The homunculus considered the distance he had jumped. “I was fairly sure I could make it.”
“Fairly sure? You tell me that now?”
Borealis stood. “The odds were very good. And everything we do is a risk, my friend. I have never leaped so far before, it is true, but I thought I would make it. Sometimes you surprise yourself if you try something new. But I’m sorry if I alarmed you.”
“Just give me the odds next time, understand?”
Borealis bowed in consent. “I promise. And now we’d better leave. That troll looks rather angry for some reason.”
When Thingwir finally rose from the horizon in front of them, more months later, they ceased their long northward trek.
“We should circle around,” said Borealis. “Approach it from the north. The hidden door is that way and most will approach from the south.”
“The ravens see everything,” said Siggurd. “Aednir sees everything.” Was that true? Borealis clearly didn’t believe so. Yet Borealis was only a machine. Aednir was a god. Wasn’t it more likely Aednir knew they were approaching but chose not to act to stop them? After all, why should he? They were already doing exactly what the Wirfather had instructed.

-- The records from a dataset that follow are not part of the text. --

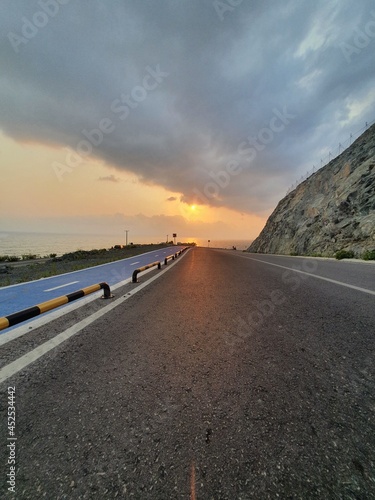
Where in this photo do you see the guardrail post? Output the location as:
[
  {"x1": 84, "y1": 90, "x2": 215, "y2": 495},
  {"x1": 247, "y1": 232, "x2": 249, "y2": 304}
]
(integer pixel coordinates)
[
  {"x1": 0, "y1": 281, "x2": 113, "y2": 330},
  {"x1": 132, "y1": 261, "x2": 161, "y2": 283}
]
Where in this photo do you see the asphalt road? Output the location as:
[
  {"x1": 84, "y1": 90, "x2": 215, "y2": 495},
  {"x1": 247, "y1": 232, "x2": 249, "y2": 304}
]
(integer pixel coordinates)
[
  {"x1": 0, "y1": 245, "x2": 184, "y2": 328},
  {"x1": 1, "y1": 248, "x2": 375, "y2": 500}
]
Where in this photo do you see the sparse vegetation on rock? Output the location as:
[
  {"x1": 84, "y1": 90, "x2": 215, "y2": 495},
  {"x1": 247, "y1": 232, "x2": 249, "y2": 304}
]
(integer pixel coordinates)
[{"x1": 248, "y1": 125, "x2": 375, "y2": 257}]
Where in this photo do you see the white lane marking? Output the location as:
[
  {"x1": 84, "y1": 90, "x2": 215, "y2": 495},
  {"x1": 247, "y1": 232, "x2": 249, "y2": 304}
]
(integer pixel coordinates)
[
  {"x1": 44, "y1": 281, "x2": 79, "y2": 292},
  {"x1": 0, "y1": 248, "x2": 189, "y2": 384},
  {"x1": 239, "y1": 255, "x2": 375, "y2": 295},
  {"x1": 0, "y1": 246, "x2": 174, "y2": 291}
]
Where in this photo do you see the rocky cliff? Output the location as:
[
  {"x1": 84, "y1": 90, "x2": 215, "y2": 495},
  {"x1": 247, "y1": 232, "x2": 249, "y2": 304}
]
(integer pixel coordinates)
[{"x1": 248, "y1": 125, "x2": 375, "y2": 256}]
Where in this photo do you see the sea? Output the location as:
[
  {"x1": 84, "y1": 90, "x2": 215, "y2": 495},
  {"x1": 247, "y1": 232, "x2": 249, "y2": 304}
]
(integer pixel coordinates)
[{"x1": 0, "y1": 231, "x2": 251, "y2": 257}]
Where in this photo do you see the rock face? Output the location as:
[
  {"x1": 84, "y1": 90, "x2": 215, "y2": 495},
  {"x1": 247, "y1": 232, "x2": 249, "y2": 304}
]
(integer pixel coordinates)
[{"x1": 248, "y1": 125, "x2": 375, "y2": 256}]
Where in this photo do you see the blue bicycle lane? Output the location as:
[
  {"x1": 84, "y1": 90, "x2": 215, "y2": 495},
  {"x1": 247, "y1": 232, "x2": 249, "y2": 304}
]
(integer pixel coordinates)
[{"x1": 0, "y1": 246, "x2": 184, "y2": 320}]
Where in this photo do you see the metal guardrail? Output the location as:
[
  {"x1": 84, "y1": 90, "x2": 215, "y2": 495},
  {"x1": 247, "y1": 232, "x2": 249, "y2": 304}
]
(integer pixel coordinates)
[
  {"x1": 132, "y1": 260, "x2": 161, "y2": 283},
  {"x1": 0, "y1": 282, "x2": 113, "y2": 330},
  {"x1": 132, "y1": 247, "x2": 188, "y2": 283}
]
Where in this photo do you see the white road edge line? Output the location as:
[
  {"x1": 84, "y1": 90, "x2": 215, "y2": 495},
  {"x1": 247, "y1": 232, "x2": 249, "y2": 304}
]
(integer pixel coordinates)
[
  {"x1": 239, "y1": 255, "x2": 375, "y2": 295},
  {"x1": 0, "y1": 246, "x2": 184, "y2": 346},
  {"x1": 43, "y1": 281, "x2": 79, "y2": 292},
  {"x1": 0, "y1": 252, "x2": 189, "y2": 383}
]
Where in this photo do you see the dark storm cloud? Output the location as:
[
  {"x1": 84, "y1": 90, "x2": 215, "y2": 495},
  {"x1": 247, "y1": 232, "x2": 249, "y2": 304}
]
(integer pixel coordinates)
[{"x1": 0, "y1": 0, "x2": 375, "y2": 213}]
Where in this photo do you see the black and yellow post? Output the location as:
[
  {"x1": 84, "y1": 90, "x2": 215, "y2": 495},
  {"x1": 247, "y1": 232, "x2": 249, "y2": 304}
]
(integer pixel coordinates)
[{"x1": 0, "y1": 282, "x2": 113, "y2": 330}]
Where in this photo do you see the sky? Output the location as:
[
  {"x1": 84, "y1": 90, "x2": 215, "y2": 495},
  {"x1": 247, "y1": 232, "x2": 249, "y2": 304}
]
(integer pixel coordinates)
[{"x1": 0, "y1": 0, "x2": 375, "y2": 241}]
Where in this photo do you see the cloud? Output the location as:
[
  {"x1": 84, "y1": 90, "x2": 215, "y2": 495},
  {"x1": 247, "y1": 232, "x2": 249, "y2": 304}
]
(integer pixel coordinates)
[
  {"x1": 98, "y1": 174, "x2": 120, "y2": 182},
  {"x1": 0, "y1": 0, "x2": 375, "y2": 213}
]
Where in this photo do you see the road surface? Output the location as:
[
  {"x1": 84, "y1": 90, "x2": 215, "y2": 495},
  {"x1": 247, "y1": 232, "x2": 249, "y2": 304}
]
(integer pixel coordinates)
[
  {"x1": 1, "y1": 248, "x2": 375, "y2": 500},
  {"x1": 0, "y1": 246, "x2": 184, "y2": 334}
]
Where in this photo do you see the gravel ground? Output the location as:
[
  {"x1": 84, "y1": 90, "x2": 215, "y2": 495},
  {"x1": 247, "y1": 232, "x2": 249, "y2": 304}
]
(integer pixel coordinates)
[{"x1": 0, "y1": 245, "x2": 173, "y2": 287}]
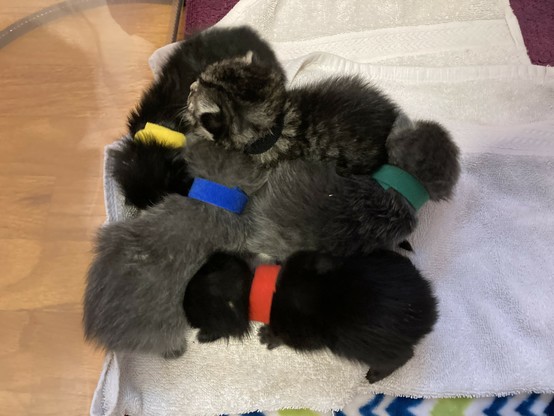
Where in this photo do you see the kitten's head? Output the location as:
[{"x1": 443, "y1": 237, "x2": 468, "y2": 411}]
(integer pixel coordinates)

“Let us find out,” said Borealis.
They journeyed for another week, toiling their way across a landscape of pine-wooded hills, always keeping the peak of Thingwir visible in the distance. Slowly it sidled its way around the horizon, sliding down to the east and, finally, the south. They were now farther north that Siggurd had ever been in his life. Although it was still summer on the northern tundra, the sun gave little heat, and icy winds from even further north cut through him. He had forgotten what true cold was like during his time in the south. Borealis, of course, didn’t notice the chill, but once or twice his movements were awkward, as if the low light was beginning to take its toll.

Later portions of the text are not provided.